When we lived in Shanghai and something would happen that we thought was unique to our current location, we would say, “This is China.” Below, I have posted an entry from my first blog discussing one of my favorite “This is China” moments.
My First Encounter with the Shanghai Police…..and My Second
Sunday, May 25, 2008
Everything was as usual on Thursday. I was trying to get things done, Carleigh was trying to make it as hard as possible…and I had a limited amount of time. Wednesday afternoon, Bill informed me that the next night we were going out to dinner with one of his superiors, and I had nothing to wear. Thursday afternoon, just hours before dinner, he informed me that it was my job to pick the restaurant… no pressure there. Nice.
So Carleigh and I headed to the mall, and after three hours, came out successful. Great, so far so good! I got home with a few hours to spare before dinner, and decided which of the new outfits I was going to wear. Good, step two done. Now, I needed to get our AYI, Yuan-Yuan, to iron the skirt. I would have done it, and tried, but she thought she was failing us if she didn’t do it. I got the voltage converter out of Brennan’s room, and got out our American iron, for the first time in Shanghai.
It’s a little appliance, so I didn’t think to check the wattage of the iron, with the wattage max on the converter. After AYI started ironing the skirt, I left the room. About two minutes later I heard a pop and a scream (from Carleigh) and the converter was smoking… piece of junk! I just bought that! My phone rang, and it was Bill.
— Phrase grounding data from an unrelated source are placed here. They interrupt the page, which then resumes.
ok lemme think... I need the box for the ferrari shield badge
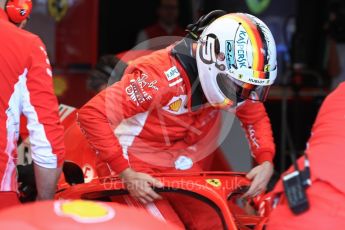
[206,179,222,187]
[54,200,115,223]
[48,0,68,22]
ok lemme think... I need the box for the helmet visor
[216,73,271,102]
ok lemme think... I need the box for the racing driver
[78,11,277,228]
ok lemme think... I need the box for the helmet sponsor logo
[264,64,270,72]
[248,78,265,85]
[236,30,248,68]
[164,66,180,81]
[225,40,235,70]
[20,9,26,16]
[54,200,115,223]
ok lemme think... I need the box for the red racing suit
[267,82,345,229]
[78,46,275,174]
[0,9,65,196]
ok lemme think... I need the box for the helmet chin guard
[196,13,277,109]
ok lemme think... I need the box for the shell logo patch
[168,98,182,112]
[54,200,115,223]
[206,179,222,187]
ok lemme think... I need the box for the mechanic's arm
[22,37,65,200]
[34,164,62,200]
[236,101,275,197]
[78,66,167,203]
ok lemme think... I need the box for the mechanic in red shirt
[78,11,277,228]
[0,0,64,209]
[267,82,345,229]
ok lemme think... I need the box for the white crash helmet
[196,13,277,108]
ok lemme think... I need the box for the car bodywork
[57,171,270,230]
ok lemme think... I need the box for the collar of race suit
[171,38,207,111]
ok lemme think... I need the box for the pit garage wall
[55,0,99,68]
[54,0,99,107]
[25,0,56,64]
[27,0,98,108]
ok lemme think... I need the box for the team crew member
[136,0,185,49]
[78,11,277,227]
[0,0,64,209]
[267,82,345,229]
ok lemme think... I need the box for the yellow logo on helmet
[54,200,115,223]
[168,98,182,112]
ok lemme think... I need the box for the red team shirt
[267,83,345,229]
[0,9,64,192]
[271,82,345,194]
[78,46,275,174]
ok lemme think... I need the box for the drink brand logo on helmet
[6,0,32,24]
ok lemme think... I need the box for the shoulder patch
[164,66,180,81]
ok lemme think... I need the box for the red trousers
[0,192,20,211]
[267,180,345,229]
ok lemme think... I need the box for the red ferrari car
[57,170,270,230]
[0,199,179,229]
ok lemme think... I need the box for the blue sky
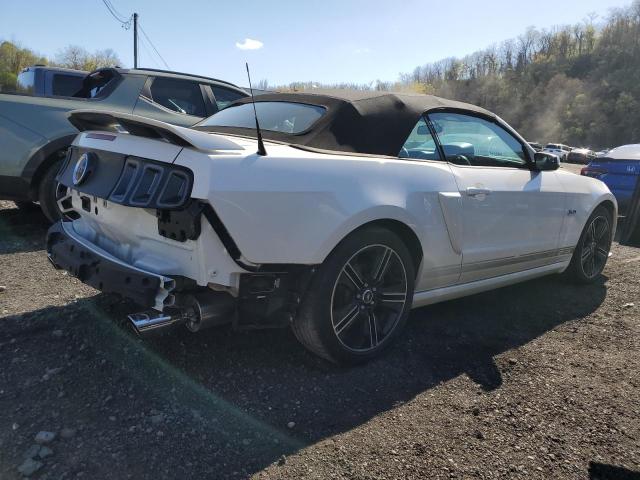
[0,0,630,87]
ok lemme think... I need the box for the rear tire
[13,201,37,211]
[292,226,415,365]
[38,160,63,223]
[565,205,613,283]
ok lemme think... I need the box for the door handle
[466,187,492,197]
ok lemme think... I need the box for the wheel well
[354,219,423,272]
[598,200,616,220]
[22,134,76,200]
[28,147,68,199]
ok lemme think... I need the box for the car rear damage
[47,110,314,335]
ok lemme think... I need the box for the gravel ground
[0,198,639,480]
[560,162,585,175]
[560,162,584,175]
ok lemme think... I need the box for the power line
[138,23,171,70]
[100,0,131,28]
[138,35,162,68]
[98,0,170,70]
[104,0,128,21]
[101,0,123,21]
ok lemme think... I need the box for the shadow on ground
[0,270,608,479]
[589,462,640,480]
[0,203,49,254]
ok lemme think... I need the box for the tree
[55,46,121,71]
[0,71,17,91]
[387,1,640,148]
[0,41,47,74]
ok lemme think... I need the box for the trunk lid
[68,109,245,153]
[60,110,247,210]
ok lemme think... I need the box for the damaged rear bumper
[46,221,176,310]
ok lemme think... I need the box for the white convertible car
[47,91,616,364]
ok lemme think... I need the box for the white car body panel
[177,145,463,291]
[606,144,640,160]
[63,112,617,311]
[447,164,568,282]
[65,188,243,287]
[413,261,568,308]
[555,169,618,248]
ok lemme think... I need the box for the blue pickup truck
[14,65,87,97]
[582,144,640,216]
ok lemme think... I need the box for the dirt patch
[0,200,638,479]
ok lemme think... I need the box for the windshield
[198,101,326,134]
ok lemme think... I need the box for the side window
[73,70,118,99]
[52,74,84,97]
[398,117,442,161]
[211,86,246,110]
[15,70,35,94]
[428,112,527,167]
[149,77,206,117]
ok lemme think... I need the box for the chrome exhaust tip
[127,311,181,336]
[127,291,235,336]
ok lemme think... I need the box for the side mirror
[534,151,560,171]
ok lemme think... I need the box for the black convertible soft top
[195,90,495,157]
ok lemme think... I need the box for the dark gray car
[0,67,247,221]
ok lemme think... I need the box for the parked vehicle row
[44,90,616,363]
[528,142,598,164]
[0,67,248,221]
[542,143,571,161]
[567,148,597,164]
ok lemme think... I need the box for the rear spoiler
[67,109,244,152]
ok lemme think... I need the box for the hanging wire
[138,35,162,69]
[138,23,171,70]
[102,0,127,23]
[100,0,132,29]
[99,0,170,69]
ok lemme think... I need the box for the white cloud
[353,47,371,54]
[236,38,264,50]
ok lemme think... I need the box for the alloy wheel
[330,244,408,352]
[580,215,610,279]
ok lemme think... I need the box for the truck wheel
[293,226,415,364]
[38,160,64,223]
[565,205,613,283]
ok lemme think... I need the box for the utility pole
[133,12,138,68]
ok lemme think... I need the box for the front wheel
[565,205,613,283]
[293,226,415,364]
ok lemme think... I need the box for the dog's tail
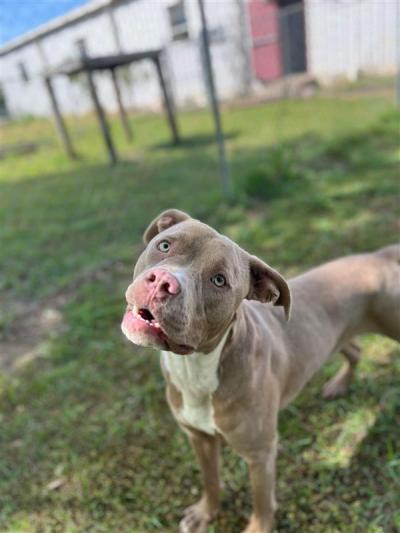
[376,243,400,264]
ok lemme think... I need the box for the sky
[0,0,88,45]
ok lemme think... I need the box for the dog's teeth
[133,311,160,328]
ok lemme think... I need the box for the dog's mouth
[121,305,194,355]
[136,306,161,328]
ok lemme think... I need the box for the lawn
[0,91,399,532]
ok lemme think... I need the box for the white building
[0,0,397,118]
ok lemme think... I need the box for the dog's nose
[145,268,181,298]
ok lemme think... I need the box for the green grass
[0,93,399,532]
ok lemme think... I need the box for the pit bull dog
[121,209,399,533]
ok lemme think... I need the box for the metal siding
[305,0,397,80]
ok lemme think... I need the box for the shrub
[242,145,305,201]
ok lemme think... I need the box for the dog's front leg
[242,437,278,533]
[179,428,221,533]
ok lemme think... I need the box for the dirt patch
[0,307,64,372]
[0,260,128,373]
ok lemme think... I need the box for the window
[18,62,29,83]
[168,1,189,41]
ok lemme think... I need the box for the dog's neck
[161,327,231,435]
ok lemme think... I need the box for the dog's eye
[211,274,226,287]
[157,240,170,253]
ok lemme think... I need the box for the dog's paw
[322,379,348,399]
[179,498,215,533]
[322,369,351,399]
[242,514,272,533]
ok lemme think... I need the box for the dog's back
[370,244,400,341]
[376,243,400,264]
[281,244,400,350]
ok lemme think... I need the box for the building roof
[0,0,120,57]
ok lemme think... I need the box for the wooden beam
[154,56,180,145]
[111,68,133,141]
[44,77,76,160]
[86,70,118,165]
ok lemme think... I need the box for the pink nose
[144,268,181,298]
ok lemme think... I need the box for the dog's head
[121,209,290,354]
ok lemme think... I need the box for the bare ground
[0,260,128,373]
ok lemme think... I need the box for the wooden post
[154,56,180,145]
[44,77,76,160]
[86,69,118,165]
[110,68,133,141]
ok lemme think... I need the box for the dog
[121,209,399,533]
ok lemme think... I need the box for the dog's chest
[161,333,228,435]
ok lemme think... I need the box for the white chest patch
[161,329,230,435]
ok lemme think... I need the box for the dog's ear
[247,255,291,320]
[143,209,191,245]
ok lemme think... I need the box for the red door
[248,0,282,82]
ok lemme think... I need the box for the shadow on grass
[153,131,240,150]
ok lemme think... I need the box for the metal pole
[197,0,233,199]
[234,0,252,96]
[44,77,77,160]
[396,0,400,106]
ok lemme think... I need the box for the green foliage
[0,95,399,531]
[241,144,305,201]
I told him the story and, engineer that he is, he advised me that irons draw quite a bit of current….hmmmm, what do you know… Iron: 1500w, converter max: 150w. Whoops, my mistake! I told Yuan-Yuan not to worry… in charade form… and moved on.
Then she tried to turn on a light… no power… no power ANYWHERE downstairs… oops! We must have flipped a breaker. She made a call to maintenance, as I never mess with that stuff in China, for fear of screwing something up. Maintenance came and flipped the switch back, and the house alarm started trilling. They shut it off…..no problem. Five minutes later, compound security showed up. Yuan-Yuan explained the situation. Actually, with the little bit of Chinese I know, I heard her RAT ME OUT! “Tai Tai (wife) gave me the wrong converter!” Do they really have to know whose fault it was?! Five minutes later, the police were at the door. She explained again, and then they looked to me, forcing me to feel the need to charade my explanation. They smiled. I’m sure that was fun for them. Entertainment by Expat. I signed a piece of paper that they assured me was not a ticket, and they left. I then set AYI up with a larger converter, and she promptly plugged the iron into the 220v instead of the 110v plug. Since the iron was from the States, it immediately started smoking. Good grief! Now the refrigerator was not working. Maintenance showed up again to fix the problem, and I thought to myself…..”Did you RAT YOURSELF OUT THIS TIME, AYI?!
During all this, I still had to find a restaurant which was suitable to take Bill’s boss to for dinner, and make a reservation. Mr. Tao was supposed to come pick me up at 5:30 and take me to Bill’s office, however, signals got crossed, and when I called him he was still sitting in the car under Bill’s office at 5:40 PM. By 6:00, I was on my way to pick up Bill and a coworker, cross the river to pick up his boss, and make it to a 7PM reservation on “The Bund, ” which lies on the old side of Shanghai, along the river. With rush hour traffic, it would take a miracle.
We actually made it by 7:15PM and the restaurant was fabulous, with a beautiful view. I figured, not much else could go wrong, so I stepped out of the box, for me, and picked the wine for the table. Luckily, it was a great choice. At least after the stress of the afternoon, things were going more smoothly. After dinner we walked along the river, which was bustling with tourists and vendors, and offered a gorgeous view of the cityscape on the newer side of Shanghai.
Eventually, we called Mr. Tao and set off to our pick up site. We linked arms to cross the busy Chinese street, and one of us, I won’t say who (but it wasn’t me), decided it was time to cross the street, illegally, in front of a police officer. Now for most of us in the group, we could just feign stupidity and language barrier, but we did have Wen, who was a Chinese Aussie, with us. It was her idea to pretend we didn’t know the language, which was funny because she is the only one who DID, and looked like she did. No surprise, we were stopped. She pretended she didn’t understand him and had never lived in China, and he didn’t even attempt with the rest of us. We were sent back to the other side. No worse for the wear. For me, on that day, it was par for the course.